Can not realize distributed training across machines with DDP

Backgroud

Hi, i’m new to distributed training across machines with DDP. I’m currently writing a simple demo to try it out. My demo can run normally on a single-machine-multiple-GPUs paradigm, but it cannot be applied to multiple-machines. I tried many ways but still can’t solve this problem. I really need some help, thanks.

Environment

  • 2 machine, each with 2 RTX3090
  • python==3.6.13
  • pytorch==1.8.0+cu111
  • CUDA==11.1

I have tested in other environment but still facing the same problem:

  • pytorch==1.7.0+cu101
  • pytorch==1.8.1+cu111
  • pytorch==1.9.0+cu111

Code

I uploaded my code to GitHub. There are two versions with different launch methods:

I use the TCP version (mnist-ddp-tcp.py) as an example:

Successfully run on single-machine-multi-GPUs

# bash
python mnist-ddp-tcp.py --init_method tcp://[MACHINE0_IP]:[PORT] --rank 0 --world_size 2 --gpuid 0 
python mnist-ddp-tcp.py --init_method tcp://[MACHINE0_IP]:[PORT] --rank 1 --world_size 2 --gpuid 1

Failed to run on multi-machines

# bash machine-0
python mnist-ddp-tcp.py --init_method tcp://[MACHINE0_IP]:[PORT] --rank 0 --world_size 2 --gpuid 0
# bash machine-1
python mnist-ddp-tcp.py --init_method tcp://[MACHINE0_IP]:[PORT] --rank 1 --world_size 2 --gpuid 0

The program is blocked in L78: dist.barrier(device_ids=[gpu]). When I comment out L78, the program gets stuck at L98.

machine0

Possible causes

I speculate that the problem might be with the firewalls of my two machines. But I also observed that the L77 is printed normally, that is, my process group is initialized normally (L74). So I don’t know how to find and fix the problem.

Looks like you are using NCCL as your process group backend? Do you mind giving it a try with Gloo?

1 Like

Yes, i have been using NCCL before.
Now I tried gloo and the program works fine.
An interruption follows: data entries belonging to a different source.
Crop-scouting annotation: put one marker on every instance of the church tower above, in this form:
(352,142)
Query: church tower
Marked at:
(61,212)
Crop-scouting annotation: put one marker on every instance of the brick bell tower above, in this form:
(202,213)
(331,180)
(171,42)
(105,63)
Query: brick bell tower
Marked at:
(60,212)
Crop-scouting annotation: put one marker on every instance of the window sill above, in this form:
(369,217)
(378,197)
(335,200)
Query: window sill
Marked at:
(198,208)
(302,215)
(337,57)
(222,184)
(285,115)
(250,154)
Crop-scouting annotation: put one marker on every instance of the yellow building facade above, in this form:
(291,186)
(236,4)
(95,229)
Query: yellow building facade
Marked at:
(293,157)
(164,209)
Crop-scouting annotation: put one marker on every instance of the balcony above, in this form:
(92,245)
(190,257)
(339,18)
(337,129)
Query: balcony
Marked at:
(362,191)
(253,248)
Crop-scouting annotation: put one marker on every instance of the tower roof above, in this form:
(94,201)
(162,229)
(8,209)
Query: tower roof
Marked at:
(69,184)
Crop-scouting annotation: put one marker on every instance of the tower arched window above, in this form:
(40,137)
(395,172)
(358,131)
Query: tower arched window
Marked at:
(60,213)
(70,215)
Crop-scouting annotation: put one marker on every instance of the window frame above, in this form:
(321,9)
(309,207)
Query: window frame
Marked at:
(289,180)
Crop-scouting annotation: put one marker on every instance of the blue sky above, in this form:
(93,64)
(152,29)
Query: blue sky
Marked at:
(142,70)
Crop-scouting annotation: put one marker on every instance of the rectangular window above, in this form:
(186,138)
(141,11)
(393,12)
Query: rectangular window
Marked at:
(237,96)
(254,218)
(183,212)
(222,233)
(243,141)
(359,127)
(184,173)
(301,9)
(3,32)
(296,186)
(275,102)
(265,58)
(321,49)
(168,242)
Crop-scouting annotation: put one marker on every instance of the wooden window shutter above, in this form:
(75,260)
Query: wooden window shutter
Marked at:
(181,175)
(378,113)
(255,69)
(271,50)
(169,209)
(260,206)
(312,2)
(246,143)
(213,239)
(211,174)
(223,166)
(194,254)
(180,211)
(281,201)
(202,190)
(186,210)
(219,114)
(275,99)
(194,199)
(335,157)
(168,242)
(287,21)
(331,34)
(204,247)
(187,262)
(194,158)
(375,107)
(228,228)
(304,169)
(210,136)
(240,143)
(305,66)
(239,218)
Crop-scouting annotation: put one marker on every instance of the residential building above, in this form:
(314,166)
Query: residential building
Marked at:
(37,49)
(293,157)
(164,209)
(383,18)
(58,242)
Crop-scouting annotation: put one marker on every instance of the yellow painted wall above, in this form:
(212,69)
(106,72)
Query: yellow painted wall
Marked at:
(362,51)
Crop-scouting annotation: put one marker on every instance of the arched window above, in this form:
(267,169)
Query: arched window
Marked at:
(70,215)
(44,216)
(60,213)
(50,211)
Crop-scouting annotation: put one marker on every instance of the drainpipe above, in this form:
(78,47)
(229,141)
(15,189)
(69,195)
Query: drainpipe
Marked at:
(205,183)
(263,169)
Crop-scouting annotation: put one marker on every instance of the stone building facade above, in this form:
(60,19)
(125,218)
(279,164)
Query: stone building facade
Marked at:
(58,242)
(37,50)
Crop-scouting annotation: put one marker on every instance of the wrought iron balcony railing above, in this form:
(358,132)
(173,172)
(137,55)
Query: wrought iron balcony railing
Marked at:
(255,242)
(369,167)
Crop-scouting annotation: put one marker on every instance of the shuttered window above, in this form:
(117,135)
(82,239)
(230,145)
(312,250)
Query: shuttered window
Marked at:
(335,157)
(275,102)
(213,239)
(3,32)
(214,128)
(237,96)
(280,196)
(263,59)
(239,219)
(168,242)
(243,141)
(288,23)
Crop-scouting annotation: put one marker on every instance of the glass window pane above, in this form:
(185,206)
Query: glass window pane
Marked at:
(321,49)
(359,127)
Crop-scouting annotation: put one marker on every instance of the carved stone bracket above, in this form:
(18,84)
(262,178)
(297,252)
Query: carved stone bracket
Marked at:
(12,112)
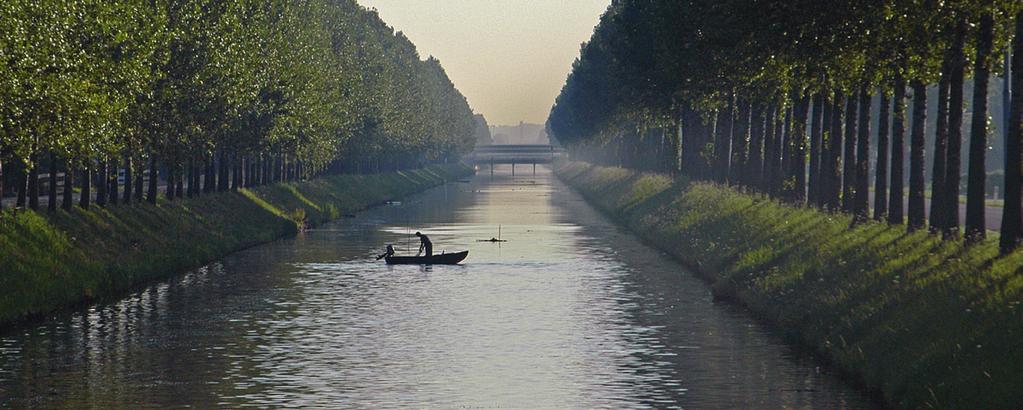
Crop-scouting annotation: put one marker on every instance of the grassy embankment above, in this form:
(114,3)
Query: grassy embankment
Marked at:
(925,323)
(52,261)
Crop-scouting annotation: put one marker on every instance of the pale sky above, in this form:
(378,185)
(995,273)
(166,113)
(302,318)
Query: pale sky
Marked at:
(508,57)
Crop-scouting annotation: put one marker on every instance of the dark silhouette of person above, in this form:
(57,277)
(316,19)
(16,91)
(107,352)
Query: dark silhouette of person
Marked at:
(388,253)
(425,244)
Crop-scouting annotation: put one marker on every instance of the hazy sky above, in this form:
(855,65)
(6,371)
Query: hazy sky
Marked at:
(508,57)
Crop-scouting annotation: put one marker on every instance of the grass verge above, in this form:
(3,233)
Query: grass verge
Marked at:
(48,262)
(926,323)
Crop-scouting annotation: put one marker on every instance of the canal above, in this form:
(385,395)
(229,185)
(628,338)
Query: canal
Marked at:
(571,312)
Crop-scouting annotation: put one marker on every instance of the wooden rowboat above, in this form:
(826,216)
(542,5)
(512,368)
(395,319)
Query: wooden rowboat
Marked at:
(439,259)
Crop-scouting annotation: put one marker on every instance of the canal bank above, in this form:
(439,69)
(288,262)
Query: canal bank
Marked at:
(571,312)
(48,262)
(924,322)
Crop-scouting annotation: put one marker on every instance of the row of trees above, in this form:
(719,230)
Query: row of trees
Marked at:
(211,95)
(777,97)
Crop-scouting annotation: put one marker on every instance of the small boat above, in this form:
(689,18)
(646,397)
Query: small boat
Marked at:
(439,259)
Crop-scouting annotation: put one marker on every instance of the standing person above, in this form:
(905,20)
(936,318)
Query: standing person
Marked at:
(425,244)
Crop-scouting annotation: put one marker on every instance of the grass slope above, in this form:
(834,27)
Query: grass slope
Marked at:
(52,261)
(926,323)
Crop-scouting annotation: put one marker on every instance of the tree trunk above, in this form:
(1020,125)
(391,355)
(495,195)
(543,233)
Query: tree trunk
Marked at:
(771,157)
(190,172)
(222,167)
(940,148)
(179,188)
(210,178)
(51,203)
(86,194)
(816,137)
(740,135)
(861,203)
(722,143)
(23,185)
(975,226)
(150,195)
(1011,218)
(112,179)
(797,147)
(828,164)
(1,179)
(849,157)
(915,210)
(171,179)
(69,191)
(895,209)
(836,143)
(235,172)
(953,156)
(128,180)
(785,183)
(101,184)
(755,163)
(139,174)
(34,182)
(881,174)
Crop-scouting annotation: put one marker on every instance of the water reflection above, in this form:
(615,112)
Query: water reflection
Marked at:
(571,312)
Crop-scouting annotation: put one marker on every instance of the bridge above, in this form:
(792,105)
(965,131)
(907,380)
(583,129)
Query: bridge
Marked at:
(514,154)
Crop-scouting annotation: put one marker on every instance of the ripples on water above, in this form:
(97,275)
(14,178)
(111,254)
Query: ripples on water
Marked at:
(571,312)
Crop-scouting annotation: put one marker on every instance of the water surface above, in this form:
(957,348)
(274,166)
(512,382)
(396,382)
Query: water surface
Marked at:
(570,312)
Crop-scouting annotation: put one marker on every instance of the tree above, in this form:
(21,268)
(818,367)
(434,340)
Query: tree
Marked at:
(975,226)
(881,173)
(895,207)
(1012,220)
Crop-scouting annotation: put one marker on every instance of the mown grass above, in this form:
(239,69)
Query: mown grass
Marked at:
(924,322)
(52,261)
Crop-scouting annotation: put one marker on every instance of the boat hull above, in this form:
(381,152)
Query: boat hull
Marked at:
(441,259)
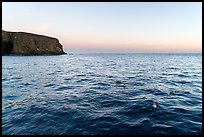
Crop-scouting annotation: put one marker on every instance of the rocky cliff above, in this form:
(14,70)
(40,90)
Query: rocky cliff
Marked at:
(21,43)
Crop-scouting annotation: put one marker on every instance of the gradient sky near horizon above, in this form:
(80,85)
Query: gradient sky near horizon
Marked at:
(110,26)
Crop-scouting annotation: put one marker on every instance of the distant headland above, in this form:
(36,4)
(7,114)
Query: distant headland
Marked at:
(23,43)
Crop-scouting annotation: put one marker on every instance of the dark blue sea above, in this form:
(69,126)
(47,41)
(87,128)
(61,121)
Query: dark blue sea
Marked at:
(102,94)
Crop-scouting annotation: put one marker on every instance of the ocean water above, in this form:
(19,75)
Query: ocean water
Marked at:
(102,94)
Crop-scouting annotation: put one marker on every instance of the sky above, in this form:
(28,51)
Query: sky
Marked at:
(110,26)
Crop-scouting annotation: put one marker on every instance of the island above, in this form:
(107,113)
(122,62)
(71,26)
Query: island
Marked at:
(23,43)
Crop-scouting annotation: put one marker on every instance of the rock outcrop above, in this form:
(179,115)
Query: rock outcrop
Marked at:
(22,43)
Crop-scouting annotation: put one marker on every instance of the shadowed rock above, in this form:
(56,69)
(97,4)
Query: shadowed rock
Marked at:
(22,43)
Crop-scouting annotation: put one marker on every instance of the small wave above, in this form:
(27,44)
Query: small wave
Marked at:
(50,85)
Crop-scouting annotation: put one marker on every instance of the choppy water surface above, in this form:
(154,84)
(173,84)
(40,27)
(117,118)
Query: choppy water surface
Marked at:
(102,94)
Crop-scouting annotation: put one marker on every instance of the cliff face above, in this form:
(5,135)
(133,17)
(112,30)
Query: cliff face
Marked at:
(21,43)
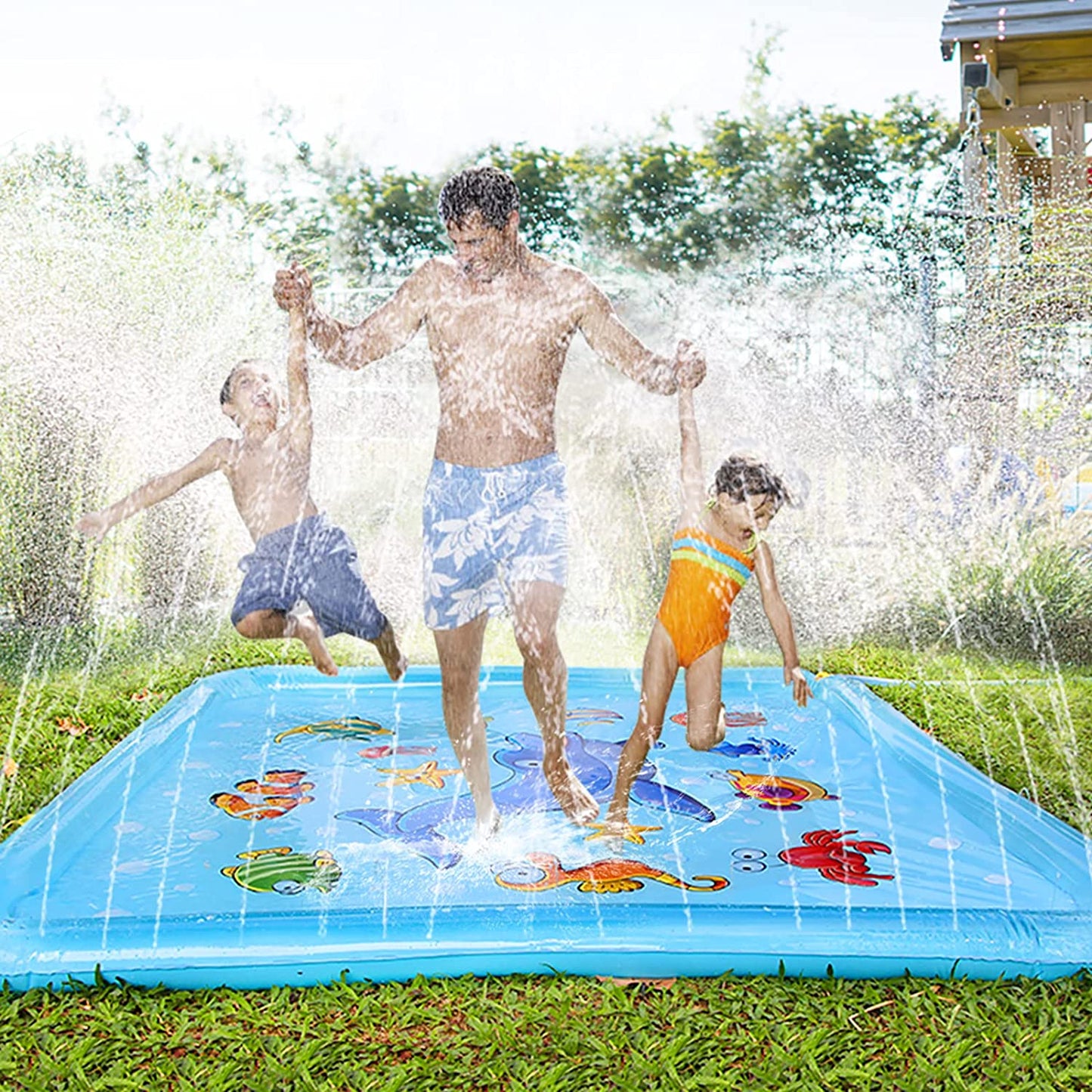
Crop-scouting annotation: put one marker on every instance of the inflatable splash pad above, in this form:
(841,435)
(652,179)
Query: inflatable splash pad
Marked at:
(273,826)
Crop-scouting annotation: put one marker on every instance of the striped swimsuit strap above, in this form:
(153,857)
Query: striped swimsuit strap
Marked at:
(692,544)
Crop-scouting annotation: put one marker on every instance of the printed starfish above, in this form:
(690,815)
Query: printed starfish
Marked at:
(147,694)
(73,725)
(628,834)
(424,775)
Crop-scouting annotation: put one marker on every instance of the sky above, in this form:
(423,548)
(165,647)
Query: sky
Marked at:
(419,84)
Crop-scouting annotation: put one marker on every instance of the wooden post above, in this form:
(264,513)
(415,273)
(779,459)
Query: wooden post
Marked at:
(1068,166)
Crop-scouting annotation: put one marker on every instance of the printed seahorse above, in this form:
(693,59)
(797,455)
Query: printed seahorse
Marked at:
(610,876)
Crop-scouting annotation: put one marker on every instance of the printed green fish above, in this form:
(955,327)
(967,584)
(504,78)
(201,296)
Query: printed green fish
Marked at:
(344,728)
(284,871)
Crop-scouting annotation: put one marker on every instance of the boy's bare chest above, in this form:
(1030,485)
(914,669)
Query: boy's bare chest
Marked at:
(273,463)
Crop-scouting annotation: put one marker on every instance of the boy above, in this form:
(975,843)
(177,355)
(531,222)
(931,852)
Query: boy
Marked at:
(302,580)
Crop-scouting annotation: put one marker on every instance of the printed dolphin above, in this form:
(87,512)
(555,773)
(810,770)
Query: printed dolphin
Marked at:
(594,763)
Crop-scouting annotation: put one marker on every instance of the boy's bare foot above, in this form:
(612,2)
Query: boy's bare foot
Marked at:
(577,802)
(390,654)
(302,625)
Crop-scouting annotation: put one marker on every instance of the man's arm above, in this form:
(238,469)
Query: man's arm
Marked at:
(95,524)
(387,329)
(610,339)
(690,475)
(299,394)
(781,623)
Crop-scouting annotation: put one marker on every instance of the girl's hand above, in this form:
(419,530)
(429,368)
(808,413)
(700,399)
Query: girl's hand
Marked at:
(795,679)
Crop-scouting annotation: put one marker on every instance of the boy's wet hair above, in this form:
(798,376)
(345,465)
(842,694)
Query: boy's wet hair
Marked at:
(488,189)
(741,478)
(225,391)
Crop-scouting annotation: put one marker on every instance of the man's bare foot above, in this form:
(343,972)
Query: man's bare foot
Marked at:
(577,802)
(390,654)
(484,831)
(302,626)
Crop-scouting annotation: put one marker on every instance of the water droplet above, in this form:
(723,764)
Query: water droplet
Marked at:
(945,843)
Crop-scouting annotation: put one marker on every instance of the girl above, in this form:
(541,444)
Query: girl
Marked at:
(716,547)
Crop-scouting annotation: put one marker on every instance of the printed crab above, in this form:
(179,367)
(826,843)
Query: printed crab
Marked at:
(836,858)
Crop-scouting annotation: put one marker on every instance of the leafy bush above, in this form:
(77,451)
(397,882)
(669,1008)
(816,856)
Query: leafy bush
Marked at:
(1031,600)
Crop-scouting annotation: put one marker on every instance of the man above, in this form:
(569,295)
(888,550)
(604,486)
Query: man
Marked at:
(500,321)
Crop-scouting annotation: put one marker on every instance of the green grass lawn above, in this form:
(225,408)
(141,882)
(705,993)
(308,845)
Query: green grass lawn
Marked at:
(546,1032)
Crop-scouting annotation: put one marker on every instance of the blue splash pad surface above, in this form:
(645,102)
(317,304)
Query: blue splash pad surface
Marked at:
(273,826)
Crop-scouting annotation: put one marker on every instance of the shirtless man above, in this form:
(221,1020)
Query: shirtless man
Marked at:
(500,321)
(302,580)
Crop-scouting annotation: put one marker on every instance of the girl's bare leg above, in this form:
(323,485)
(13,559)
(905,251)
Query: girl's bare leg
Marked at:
(704,726)
(657,677)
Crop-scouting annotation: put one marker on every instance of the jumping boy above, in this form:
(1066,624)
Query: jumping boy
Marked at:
(716,547)
(302,580)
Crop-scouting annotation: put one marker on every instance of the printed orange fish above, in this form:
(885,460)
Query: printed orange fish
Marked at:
(281,792)
(610,876)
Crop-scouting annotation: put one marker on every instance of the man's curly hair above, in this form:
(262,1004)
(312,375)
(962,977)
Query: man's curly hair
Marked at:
(488,189)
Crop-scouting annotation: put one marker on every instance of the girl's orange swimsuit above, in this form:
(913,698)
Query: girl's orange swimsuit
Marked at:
(706,576)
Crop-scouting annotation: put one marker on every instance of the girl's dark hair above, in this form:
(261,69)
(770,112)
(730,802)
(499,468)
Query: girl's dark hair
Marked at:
(488,189)
(741,478)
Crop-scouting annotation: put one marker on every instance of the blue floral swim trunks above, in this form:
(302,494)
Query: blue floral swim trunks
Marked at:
(487,527)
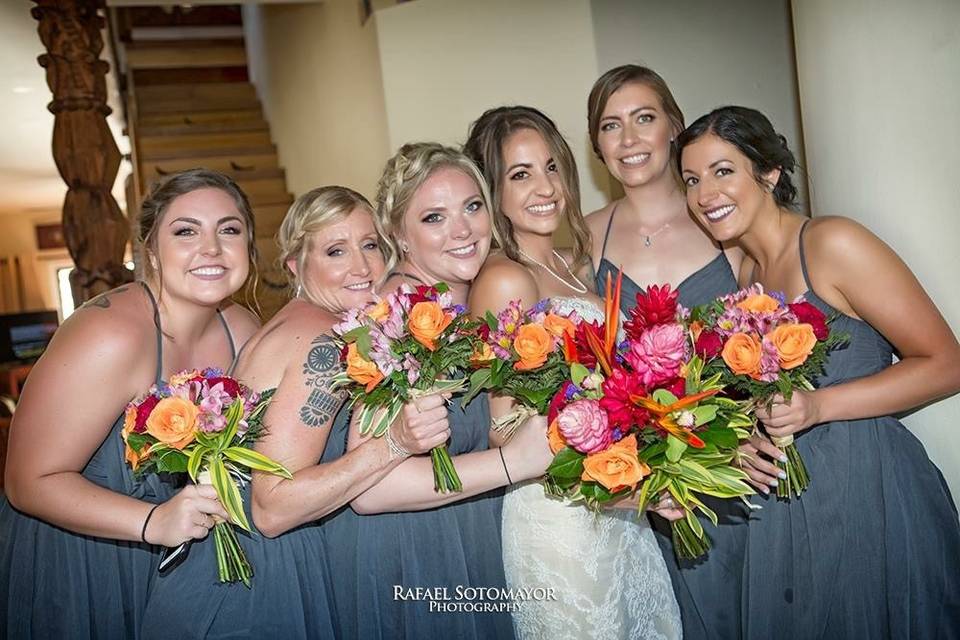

Thank you for your advice.

Note

I tried gloo and at the beginning I got “address family mismatch” error that is same as discuss.64753. I solved this by specifying GLOO_SOCKET_IFNAME.

# bash
export GLOO_SOCKET_IFNAME=eno2np1

Inspired by this, i also tried specifying NCCL_SOCKET_IFNAME, but that didn’t fix the nccl problem.

# bash
export NCCL_SOCKET_IFNAME=eno2np1

So I still can’t use nccl at the moment. Gloo’s lack of support for some operators limits the functionality in the code. Could you please give me some advice on how to solve this problem?

Supplement

When I use nccl backend, machine0 is blocked in L78: dist.barrier(device_ids=[gpu]). After a period of time, machine1 will automatically terminate with the following error:

@KaiiZhang looks like both ranks passed the init_process_group() and they failed at dist.barrier() step in your codes?

Yes, that is what I think is confusing.
In fact, when the environment is changed to “ pytorch==1.9.0+cu111”, process-1 is able to pass the dist.barrier() , and then gets stuck at the next synchronization point. Process-0 is still stuck in the barrier.

Did you come up with any solution to this?
I’m wondering if this could be some TCP issue, ie the two remote server nodes just cannot communicate for some reason… :frowning_face:

I think the problem is your firewall. Try this.

@KaiiZhang Can you run with the environment variable NCCL_DEBUG=INFO, that would give more information about why NCCL is failing. Could you share the entire logs for all processes after setting NCCL_DEBUG=INFO.